Auprès d’Emmanuel Macron, Macky Sall s’est ainsi montré « disposé » à évoquer le cas de l’opposant ivoirien avec Alassane Ouattara, sans pouvoir néanmoins garantir de le convaincre. Il a précisé au locataire de l’Élysée qu’il devait s’entretenir avec le président ivoirien le lendemain et qu’il évoquerait le sujet avec lui.
Le 28 mars, l’ancien président sénégalais s’est donc très discrètement rendu dans la résidence d’Alassane Ouattara à Mougins (Alpes-Maritimes), où séjournait le chef de l’État ivoirien.
Autour d’un déjeuner, Macky Sall a évoqué sans ambages son échange de la veille avec Emmanuel Macron. Il lui a ainsi signifié le souhait de Paris de voir la tenue d’un scrutin « inclusif », dont un des principaux critères serait la possibilité pour Tidjane Thiam d’y participer.
Lui-même sous pression de l’Union européenne (UE) et de Washington après avoir repoussé d’un mois la date de l’élection présidentielle sénégalaise en 2024, Macky Sall s’était finalement résolu à faire plusieurs gestes d’apaisement envers l’opposition. Parmi ceux-ci, il avait consenti à la libération de Bassirou Diomaye Faye et d’Ousmane Sonko, alors incarcérés à Dakar, deux semaines avant le vote.

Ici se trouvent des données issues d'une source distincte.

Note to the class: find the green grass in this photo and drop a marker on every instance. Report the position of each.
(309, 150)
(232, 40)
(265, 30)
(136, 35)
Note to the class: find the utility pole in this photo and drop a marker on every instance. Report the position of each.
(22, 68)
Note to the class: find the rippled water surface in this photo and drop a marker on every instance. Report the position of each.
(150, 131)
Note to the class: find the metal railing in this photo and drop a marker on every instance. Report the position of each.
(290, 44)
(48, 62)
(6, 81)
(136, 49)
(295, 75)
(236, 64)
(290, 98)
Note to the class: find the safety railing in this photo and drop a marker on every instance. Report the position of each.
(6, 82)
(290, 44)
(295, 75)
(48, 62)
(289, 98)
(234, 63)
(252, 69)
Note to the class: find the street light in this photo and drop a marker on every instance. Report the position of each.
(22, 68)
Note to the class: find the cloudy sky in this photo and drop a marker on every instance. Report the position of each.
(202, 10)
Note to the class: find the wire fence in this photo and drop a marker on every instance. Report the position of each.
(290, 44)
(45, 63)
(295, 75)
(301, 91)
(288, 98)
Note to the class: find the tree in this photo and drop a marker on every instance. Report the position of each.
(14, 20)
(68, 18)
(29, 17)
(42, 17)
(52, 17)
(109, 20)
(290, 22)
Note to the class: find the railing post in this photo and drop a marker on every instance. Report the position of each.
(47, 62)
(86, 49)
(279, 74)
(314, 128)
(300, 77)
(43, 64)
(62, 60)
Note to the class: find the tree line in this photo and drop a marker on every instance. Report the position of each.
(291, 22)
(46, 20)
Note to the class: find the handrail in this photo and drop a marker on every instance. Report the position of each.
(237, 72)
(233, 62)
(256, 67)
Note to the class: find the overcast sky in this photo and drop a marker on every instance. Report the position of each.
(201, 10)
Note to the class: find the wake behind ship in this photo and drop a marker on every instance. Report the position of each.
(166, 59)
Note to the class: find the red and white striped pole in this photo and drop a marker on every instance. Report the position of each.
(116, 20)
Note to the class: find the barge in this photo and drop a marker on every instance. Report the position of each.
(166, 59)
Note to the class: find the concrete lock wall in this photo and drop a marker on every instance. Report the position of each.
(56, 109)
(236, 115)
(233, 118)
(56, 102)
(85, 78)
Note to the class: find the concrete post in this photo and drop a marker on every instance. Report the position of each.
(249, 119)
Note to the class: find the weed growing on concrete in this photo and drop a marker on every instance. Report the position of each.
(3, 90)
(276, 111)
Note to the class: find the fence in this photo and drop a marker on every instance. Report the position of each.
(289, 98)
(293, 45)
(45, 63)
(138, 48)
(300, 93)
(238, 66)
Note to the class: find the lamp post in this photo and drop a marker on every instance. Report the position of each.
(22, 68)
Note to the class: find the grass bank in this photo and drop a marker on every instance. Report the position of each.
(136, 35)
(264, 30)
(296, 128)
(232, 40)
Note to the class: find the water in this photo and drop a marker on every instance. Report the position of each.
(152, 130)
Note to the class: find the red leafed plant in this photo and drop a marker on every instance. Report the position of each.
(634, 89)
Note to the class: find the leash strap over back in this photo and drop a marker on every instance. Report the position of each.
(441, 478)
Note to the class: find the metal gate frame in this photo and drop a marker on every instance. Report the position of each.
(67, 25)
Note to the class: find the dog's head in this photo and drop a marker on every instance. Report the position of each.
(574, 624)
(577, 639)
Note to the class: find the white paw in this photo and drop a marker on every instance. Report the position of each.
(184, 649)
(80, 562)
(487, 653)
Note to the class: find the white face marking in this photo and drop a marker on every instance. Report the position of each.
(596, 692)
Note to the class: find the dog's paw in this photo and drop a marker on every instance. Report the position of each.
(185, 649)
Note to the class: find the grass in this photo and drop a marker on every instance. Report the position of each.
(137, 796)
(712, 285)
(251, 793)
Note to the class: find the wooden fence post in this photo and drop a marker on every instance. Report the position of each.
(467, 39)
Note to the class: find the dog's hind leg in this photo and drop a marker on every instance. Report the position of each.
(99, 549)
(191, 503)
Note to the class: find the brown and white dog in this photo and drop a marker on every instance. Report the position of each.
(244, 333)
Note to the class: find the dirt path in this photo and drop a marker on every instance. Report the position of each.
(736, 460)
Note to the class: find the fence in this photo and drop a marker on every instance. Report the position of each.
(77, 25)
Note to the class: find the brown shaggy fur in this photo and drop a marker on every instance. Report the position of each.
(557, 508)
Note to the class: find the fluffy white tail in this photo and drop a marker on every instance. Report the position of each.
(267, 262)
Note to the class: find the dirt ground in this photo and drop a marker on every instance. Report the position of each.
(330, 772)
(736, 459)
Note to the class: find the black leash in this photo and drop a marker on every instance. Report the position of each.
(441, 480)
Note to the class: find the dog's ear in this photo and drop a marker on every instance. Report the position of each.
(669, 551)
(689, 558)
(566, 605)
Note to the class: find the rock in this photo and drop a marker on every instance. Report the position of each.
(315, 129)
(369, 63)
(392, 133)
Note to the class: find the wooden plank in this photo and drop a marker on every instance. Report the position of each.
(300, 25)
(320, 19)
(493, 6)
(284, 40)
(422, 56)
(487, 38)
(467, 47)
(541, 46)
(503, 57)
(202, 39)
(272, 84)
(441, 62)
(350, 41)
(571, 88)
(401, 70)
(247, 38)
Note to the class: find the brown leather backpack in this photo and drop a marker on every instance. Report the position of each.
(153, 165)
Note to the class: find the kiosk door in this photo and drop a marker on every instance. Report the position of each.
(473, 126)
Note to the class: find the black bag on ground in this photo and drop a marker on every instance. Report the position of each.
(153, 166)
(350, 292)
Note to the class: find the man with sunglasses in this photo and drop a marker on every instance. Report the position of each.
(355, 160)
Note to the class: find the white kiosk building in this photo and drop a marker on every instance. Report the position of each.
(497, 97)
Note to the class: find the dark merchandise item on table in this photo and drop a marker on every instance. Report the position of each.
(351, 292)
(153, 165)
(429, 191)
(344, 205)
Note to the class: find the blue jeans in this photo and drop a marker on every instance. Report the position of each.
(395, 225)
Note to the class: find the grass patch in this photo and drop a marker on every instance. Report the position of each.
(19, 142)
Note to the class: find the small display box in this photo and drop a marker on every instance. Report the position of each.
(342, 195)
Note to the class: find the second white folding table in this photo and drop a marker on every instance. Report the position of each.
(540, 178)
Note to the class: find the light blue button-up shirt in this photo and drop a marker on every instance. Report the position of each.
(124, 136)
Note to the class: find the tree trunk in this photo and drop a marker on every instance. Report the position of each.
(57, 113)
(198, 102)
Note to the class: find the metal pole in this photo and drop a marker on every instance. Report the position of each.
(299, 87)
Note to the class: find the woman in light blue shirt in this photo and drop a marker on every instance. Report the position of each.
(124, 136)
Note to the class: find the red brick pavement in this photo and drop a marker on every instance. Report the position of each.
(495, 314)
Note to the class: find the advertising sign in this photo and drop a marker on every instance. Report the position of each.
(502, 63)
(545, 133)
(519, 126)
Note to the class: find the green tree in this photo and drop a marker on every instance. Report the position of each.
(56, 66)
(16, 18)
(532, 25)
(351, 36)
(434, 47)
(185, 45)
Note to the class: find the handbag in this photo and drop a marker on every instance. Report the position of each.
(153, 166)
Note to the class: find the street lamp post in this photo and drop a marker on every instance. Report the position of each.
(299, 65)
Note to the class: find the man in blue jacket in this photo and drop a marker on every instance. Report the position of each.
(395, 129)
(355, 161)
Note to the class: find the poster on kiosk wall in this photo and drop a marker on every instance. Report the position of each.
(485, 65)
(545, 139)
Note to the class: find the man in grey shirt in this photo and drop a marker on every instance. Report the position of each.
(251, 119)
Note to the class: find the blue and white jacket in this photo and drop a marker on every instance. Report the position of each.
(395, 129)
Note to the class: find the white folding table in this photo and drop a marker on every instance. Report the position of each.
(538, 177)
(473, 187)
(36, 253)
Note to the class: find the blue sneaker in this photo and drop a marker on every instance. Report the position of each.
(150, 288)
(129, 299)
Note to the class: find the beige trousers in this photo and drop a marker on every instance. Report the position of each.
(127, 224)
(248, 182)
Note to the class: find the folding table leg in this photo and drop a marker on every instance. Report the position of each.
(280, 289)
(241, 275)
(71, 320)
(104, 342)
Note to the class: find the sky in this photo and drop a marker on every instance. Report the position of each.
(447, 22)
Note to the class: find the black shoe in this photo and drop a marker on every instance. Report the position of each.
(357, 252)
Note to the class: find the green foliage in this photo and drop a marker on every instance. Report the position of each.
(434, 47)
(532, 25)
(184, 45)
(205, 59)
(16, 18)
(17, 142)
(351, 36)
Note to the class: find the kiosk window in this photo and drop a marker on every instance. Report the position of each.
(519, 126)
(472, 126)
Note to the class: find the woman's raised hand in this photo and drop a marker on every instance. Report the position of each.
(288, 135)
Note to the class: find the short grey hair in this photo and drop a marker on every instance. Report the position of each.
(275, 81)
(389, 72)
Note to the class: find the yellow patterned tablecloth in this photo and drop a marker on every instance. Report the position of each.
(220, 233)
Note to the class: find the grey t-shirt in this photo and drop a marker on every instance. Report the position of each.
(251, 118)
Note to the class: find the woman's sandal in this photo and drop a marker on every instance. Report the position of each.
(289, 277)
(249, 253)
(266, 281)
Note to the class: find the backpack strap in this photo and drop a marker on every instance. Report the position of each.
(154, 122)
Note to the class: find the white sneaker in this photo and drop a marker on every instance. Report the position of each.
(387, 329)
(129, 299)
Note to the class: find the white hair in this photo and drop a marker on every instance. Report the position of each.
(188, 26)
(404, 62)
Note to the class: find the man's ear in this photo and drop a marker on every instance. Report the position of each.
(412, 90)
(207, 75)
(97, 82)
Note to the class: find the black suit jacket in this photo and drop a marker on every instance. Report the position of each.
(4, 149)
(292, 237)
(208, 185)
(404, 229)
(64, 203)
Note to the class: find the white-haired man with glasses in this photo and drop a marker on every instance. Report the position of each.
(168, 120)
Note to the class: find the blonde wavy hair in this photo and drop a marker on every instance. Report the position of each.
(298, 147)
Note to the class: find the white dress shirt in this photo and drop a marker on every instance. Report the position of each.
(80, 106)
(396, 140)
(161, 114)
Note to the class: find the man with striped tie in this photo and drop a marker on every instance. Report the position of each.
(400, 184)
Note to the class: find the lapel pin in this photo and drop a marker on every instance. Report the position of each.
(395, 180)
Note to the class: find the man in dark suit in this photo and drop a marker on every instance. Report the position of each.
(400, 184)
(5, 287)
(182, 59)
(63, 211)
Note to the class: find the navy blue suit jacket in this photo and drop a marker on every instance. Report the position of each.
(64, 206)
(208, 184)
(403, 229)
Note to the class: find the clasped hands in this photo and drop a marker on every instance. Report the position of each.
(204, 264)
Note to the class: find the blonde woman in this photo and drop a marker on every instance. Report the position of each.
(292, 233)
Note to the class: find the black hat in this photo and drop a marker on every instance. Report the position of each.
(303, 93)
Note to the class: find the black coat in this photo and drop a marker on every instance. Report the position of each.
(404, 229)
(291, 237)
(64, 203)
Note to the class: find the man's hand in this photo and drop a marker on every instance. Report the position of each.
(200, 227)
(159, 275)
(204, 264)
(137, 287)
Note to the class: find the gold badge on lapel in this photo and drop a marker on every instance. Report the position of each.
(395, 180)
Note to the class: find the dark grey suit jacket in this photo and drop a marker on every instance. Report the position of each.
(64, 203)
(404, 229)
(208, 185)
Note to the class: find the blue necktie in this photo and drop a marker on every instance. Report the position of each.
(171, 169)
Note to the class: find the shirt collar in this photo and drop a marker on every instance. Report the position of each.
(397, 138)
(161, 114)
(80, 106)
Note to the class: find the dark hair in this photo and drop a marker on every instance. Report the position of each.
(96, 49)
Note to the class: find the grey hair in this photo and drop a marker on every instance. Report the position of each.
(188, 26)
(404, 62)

Les recommandations d’Emmanuel Macron transmises par l’intermédiaire de l’ex-président sénégalais ont néanmoins causé une certaine gêne chez Alassane Ouattara, qui goûte peu les immixtions extérieures concernant le cas de Tidjane Thiam. En janvier, son ami depuis plus de trente ans Nicolas Sarkozy avait lui-même suscité son agacement à l’évocation de l’ancien patron du Crédit suisse, que l’ex-président français avait rencontré quelques semaines plus tôt à Paris (AI, 12/03/25).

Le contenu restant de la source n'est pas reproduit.